Hey guys, I'm setting up a 90 gallon turtle tank.
For a basking area I want to use a large piece of driftwood.
The piece I have is a little long and a little wide so I'm going to rip it down the center.
I'm thinking about using a chain saw but a friend off mine has a saw mill so I might take it to him.
If ripping it goes as planned, I should have a nice flat back on it.
I would like to attach it to the back panel slightly above the waterline.
I failed to mention that the tank is 24" tall but will only have 15" of water.
Would silicone hold it to the back wall?
Would I be able to attach if its still a little wet from curing?


----------



## Diana K (Dec 20, 2007)

The chainsaw may add petroleum (bar and chain oil) to the wood, so use your friend's saw. 

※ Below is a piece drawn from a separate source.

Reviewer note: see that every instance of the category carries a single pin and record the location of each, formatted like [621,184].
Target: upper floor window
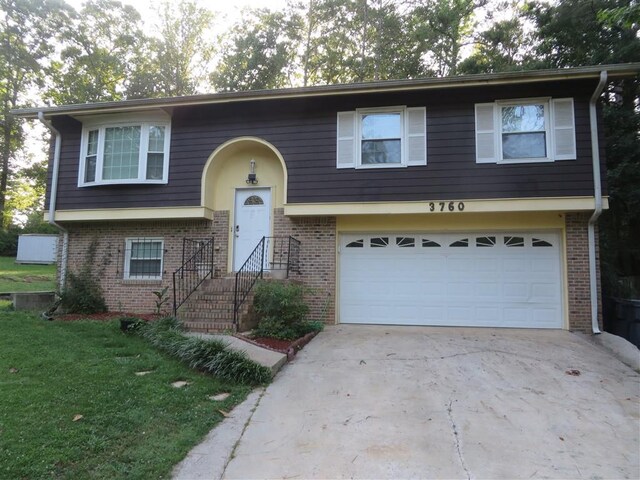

I do not think the wood will stick when it gets wet, and especially when the turtle climbs on it. As the turtle climbs over the edge and up this will create quite a bit of leverage that can break the wood off the glass. 

I would hang it with something from the rim, or build a pedestal from the bottom of the tank, or both. Do not rely on any sort of glue to stick wet wood to glass. As the wood decomposes it will lose its grip (if it ever was secure in the first place).

How about adding a 'trunk-like' piece of thick branch pretty much vertically under the basking platform? You could get creative (with your friend's saw) and find a branch with a fork. Cut it off so the basking platform is well supported, and use food grade stainless steel screws to hold it together. Then gluing it to the side might work, because the main strength is the support from underneath. The glue is more for stability.

Silicone will not stick to wet surfaces, so the wood will need to be quite dry if you use silicone. 
How about super glue?


----------



## Aquaticz (May 22, 2009)

Try hanging it with some light weight fishing line- works for me.


----------